Wittgenstein éclaire ici une illusion métaphysique dont la philosophie moderne tente de nous délivrer. Entre l’activité volontaire et la passivité renonçante, il existe, nous dit-elle, un domaine oublié qu’il nous faut reconquérir. C’est là où le « ne rien faire » est si précieux. Il n’invite à aucune démission, mais à un rassemblement profond de notre être, à la capacité d’écouter, de rencontrer ce qui justement ne se connaît pas encore. Et en effet, quand j’écoute, est-ce que je suis actif ou passif ? Ni l’un ni l’autre. Ces distinctions n’ont aucun sens. Je ne fais rien, je laisse la parole se déployer.
Qu’est-ce que cela implique ? Justement ne pas réagir à ce qui est là en train de se faire, en train de se vivre. Je ne cherche pas à contrôler quoi que ce soit. Je reste néanmoins entièrement ouvert à la situation, disons même que je laisse se faire ce qui est en train de se faire. Je suis au cœur du processus de la vie. C’est là tout le sens de l’intuition chez Bergson ou de la Gelassenheit (« laisser être ») chez Heidegger – où chaque fois il s’agit de ne faire qu’un avec ce qui est plutôt que de vouloir en avoir un contrôle illusoire. Cette découverte est une action au sens le plus profond et le plus éminent.
La posture du « ne rien faire », je l’ai appelée « foutez-vous la paix » pour indiquer que l’enjeu est précisément de faire ce que l’on fait, mais sans cette pression qui est aujourd’hui l’horizon de toute compréhension de l’être humain. Il faut, nous dit-on, apprendre à nous gérer, gérer nos émotions, gérer nos pensées, gérer notre vie, notre santé, c’est-à-dire entrer dans un prétendu contrôle de plus en plus totalitaire de soi. Et c’est là la catastrophe qui explique tant des difficultés.

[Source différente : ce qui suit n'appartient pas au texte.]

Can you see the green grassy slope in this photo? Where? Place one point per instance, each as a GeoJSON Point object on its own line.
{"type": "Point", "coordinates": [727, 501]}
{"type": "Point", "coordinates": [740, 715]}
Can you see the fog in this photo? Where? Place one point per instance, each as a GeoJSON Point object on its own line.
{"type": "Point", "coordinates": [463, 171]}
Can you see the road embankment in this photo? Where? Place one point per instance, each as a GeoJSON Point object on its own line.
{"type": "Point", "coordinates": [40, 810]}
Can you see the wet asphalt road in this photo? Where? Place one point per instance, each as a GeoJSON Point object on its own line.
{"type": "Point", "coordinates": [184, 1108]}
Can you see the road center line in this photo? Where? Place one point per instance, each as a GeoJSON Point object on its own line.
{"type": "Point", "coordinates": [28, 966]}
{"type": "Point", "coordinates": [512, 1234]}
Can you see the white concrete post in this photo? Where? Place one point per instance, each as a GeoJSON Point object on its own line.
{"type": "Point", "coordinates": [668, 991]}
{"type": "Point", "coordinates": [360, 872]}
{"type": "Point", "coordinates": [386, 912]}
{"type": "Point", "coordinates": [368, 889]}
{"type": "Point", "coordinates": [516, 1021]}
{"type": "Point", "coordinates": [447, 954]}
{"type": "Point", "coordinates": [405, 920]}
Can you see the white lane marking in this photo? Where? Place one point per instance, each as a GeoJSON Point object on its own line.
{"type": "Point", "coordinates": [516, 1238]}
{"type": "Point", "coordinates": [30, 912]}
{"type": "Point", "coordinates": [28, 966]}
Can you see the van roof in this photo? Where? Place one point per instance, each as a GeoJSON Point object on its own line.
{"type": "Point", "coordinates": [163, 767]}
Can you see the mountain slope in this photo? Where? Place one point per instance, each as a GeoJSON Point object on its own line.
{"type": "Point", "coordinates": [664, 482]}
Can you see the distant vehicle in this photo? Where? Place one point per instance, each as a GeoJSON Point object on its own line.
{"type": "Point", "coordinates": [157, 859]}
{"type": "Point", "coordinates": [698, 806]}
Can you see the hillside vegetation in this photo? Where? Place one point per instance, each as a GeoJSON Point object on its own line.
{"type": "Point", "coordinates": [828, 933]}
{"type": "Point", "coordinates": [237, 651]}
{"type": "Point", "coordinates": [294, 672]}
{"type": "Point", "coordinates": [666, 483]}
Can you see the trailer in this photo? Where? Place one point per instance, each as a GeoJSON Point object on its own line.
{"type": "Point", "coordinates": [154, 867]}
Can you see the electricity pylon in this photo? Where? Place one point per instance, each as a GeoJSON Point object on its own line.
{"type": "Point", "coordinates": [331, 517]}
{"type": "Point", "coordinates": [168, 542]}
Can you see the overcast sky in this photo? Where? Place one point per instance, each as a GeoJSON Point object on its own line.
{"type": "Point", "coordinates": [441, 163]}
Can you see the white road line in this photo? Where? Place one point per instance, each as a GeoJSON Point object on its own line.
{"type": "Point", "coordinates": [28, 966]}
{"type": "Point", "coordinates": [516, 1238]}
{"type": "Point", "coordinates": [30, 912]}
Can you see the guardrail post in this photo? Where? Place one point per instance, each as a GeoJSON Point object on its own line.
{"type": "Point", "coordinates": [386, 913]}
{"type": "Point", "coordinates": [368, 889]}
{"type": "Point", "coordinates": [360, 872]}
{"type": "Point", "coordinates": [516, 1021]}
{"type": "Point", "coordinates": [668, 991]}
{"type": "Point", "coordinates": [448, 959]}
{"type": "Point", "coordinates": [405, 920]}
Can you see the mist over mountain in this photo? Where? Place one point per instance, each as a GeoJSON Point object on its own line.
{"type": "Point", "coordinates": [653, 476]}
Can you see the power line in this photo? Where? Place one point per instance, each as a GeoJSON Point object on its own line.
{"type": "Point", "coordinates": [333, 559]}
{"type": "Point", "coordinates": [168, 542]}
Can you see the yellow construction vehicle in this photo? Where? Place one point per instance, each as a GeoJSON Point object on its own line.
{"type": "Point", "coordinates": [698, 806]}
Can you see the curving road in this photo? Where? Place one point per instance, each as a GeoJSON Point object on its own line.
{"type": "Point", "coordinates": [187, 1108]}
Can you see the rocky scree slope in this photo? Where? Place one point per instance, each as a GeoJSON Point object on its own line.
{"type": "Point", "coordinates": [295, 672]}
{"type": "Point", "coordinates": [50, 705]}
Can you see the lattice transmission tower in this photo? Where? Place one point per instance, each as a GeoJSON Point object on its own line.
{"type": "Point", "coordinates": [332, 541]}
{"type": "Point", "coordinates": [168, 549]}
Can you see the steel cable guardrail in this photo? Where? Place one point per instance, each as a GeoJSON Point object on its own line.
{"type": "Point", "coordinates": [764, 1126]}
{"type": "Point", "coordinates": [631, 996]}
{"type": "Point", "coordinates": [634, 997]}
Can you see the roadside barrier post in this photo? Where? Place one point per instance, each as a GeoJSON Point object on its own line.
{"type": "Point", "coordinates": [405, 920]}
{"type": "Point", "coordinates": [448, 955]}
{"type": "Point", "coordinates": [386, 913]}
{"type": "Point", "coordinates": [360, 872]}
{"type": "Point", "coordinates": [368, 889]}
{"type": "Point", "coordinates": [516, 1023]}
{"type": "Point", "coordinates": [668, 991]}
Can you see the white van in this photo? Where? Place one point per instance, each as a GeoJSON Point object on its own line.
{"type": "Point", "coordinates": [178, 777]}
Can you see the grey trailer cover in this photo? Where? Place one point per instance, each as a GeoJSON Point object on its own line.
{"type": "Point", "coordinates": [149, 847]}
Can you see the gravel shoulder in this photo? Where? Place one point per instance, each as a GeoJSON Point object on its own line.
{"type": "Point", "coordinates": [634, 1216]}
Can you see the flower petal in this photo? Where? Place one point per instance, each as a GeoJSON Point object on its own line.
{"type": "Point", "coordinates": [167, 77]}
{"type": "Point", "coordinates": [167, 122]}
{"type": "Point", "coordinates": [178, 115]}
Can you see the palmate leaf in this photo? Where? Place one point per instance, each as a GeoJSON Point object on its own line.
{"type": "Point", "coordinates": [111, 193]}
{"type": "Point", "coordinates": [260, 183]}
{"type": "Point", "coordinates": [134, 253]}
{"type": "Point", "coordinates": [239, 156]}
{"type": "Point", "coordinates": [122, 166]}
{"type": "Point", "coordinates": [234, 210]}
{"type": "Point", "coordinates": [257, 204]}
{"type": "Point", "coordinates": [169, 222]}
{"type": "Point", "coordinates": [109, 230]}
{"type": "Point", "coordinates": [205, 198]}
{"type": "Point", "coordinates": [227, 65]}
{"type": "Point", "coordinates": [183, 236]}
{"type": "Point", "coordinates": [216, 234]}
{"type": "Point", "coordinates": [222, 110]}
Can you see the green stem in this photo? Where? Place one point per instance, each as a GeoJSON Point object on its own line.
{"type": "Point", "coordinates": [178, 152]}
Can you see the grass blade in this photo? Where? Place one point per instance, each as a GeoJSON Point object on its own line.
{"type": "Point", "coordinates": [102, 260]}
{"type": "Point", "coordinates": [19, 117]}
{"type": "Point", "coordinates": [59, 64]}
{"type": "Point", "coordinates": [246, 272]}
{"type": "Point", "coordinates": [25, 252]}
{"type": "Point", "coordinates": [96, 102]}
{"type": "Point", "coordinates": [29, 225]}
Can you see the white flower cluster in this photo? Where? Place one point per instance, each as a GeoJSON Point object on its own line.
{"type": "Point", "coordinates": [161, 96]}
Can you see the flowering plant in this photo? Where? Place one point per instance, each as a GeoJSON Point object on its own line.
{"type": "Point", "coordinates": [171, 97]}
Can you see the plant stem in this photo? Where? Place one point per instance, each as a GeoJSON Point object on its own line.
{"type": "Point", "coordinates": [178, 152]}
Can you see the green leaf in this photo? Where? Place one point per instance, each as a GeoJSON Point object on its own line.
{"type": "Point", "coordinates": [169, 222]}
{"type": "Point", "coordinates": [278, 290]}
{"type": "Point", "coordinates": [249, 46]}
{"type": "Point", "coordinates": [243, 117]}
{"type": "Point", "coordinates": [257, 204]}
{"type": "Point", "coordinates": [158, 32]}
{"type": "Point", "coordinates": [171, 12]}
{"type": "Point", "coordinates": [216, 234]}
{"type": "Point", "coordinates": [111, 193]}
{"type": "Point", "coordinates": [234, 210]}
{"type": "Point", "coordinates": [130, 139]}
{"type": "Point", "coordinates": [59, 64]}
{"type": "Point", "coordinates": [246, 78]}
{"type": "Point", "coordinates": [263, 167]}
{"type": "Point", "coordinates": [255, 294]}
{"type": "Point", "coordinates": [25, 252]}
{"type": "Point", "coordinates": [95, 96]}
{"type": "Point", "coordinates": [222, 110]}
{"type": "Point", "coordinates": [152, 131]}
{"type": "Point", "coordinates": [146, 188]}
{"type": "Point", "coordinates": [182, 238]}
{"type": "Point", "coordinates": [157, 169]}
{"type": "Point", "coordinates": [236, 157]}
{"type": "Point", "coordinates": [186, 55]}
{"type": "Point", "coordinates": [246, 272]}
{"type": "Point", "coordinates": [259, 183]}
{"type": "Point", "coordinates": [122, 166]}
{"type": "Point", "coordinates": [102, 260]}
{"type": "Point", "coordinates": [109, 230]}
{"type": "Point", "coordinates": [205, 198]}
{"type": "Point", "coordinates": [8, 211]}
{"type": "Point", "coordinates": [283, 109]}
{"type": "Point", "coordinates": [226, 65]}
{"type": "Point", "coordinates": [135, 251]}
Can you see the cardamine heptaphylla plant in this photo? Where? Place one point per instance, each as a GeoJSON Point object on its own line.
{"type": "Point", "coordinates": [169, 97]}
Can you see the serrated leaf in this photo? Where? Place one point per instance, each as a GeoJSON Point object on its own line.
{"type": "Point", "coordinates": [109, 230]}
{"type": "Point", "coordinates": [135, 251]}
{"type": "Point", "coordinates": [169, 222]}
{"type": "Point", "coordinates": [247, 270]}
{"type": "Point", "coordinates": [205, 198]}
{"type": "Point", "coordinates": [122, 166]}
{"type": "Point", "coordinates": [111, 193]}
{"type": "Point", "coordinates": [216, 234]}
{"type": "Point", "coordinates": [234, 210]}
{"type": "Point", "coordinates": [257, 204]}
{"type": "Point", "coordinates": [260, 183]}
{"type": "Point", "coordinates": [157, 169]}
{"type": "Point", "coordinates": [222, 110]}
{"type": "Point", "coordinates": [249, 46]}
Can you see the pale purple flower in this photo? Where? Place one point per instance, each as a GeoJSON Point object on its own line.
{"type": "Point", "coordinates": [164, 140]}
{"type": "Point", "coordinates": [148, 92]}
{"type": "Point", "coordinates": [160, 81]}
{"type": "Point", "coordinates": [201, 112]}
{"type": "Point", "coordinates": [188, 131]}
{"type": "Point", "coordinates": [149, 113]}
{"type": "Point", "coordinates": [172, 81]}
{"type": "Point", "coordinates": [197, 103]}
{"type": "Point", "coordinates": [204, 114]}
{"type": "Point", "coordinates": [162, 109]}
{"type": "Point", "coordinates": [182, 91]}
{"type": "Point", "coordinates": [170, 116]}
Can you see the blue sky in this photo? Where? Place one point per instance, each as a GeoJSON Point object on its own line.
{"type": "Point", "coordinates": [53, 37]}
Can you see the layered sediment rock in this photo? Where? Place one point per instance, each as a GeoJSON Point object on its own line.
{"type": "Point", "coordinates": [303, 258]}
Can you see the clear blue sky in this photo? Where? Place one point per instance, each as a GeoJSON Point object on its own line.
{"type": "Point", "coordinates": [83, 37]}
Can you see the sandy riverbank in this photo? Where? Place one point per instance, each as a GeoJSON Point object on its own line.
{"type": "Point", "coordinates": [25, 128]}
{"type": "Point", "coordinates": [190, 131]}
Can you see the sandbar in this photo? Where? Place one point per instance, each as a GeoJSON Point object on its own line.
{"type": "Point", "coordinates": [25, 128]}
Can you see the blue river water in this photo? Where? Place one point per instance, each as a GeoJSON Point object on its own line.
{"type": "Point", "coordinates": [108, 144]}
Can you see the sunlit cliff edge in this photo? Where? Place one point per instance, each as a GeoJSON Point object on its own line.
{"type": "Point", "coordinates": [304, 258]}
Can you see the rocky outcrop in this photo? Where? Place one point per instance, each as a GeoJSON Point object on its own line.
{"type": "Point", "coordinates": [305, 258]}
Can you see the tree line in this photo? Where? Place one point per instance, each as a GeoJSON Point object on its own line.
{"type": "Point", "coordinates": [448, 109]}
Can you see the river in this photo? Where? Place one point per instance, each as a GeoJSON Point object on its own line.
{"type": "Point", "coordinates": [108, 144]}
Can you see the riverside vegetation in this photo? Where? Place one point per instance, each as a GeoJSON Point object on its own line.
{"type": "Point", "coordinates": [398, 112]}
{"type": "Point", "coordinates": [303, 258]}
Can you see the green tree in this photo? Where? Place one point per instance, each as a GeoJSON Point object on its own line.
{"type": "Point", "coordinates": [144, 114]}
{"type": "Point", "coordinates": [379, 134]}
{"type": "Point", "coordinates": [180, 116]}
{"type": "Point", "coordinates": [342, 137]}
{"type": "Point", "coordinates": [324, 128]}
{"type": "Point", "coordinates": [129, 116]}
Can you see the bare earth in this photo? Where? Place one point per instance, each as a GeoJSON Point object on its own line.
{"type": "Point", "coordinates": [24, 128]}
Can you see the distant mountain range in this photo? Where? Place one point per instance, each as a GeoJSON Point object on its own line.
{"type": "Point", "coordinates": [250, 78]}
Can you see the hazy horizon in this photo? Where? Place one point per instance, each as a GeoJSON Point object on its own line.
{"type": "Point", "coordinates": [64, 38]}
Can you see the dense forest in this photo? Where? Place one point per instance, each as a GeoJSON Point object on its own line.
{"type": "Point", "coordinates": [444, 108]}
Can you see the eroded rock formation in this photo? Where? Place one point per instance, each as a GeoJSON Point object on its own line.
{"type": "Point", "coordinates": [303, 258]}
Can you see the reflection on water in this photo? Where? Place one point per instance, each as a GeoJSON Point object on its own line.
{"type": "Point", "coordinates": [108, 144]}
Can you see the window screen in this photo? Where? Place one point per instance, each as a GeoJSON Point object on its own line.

Vous êtes peut-être déconcertés. C’est bon signe. Car malgré le travail de pensée de la philosophie de Nietzsche, Bergson, Heidegger et Wittgenstein – des grands philosophes modernes –, notre monde reste sourd et muet à ces analyses. Nous avons du mal à accepter que je ne doive pas compter sur ce moi qui se croit centre de toute décision, qui raisonne et qui veut, pour résoudre nos problèmes. Celui-là a toujours perdu d’avance et il s’époumone en vain. Il me faut trouver une forme d’engagement qui soit entré dans le mouvement de la vie, une façon de pleinement redevenir vivant. C’est là tout l’enjeu de ce « ne rien faire », de ce « foutez-vous la paix » qui est à la fois une planche solide, sur laquelle s’appuyer solidement, et une pratique à laquelle nous pouvons nous entraîner.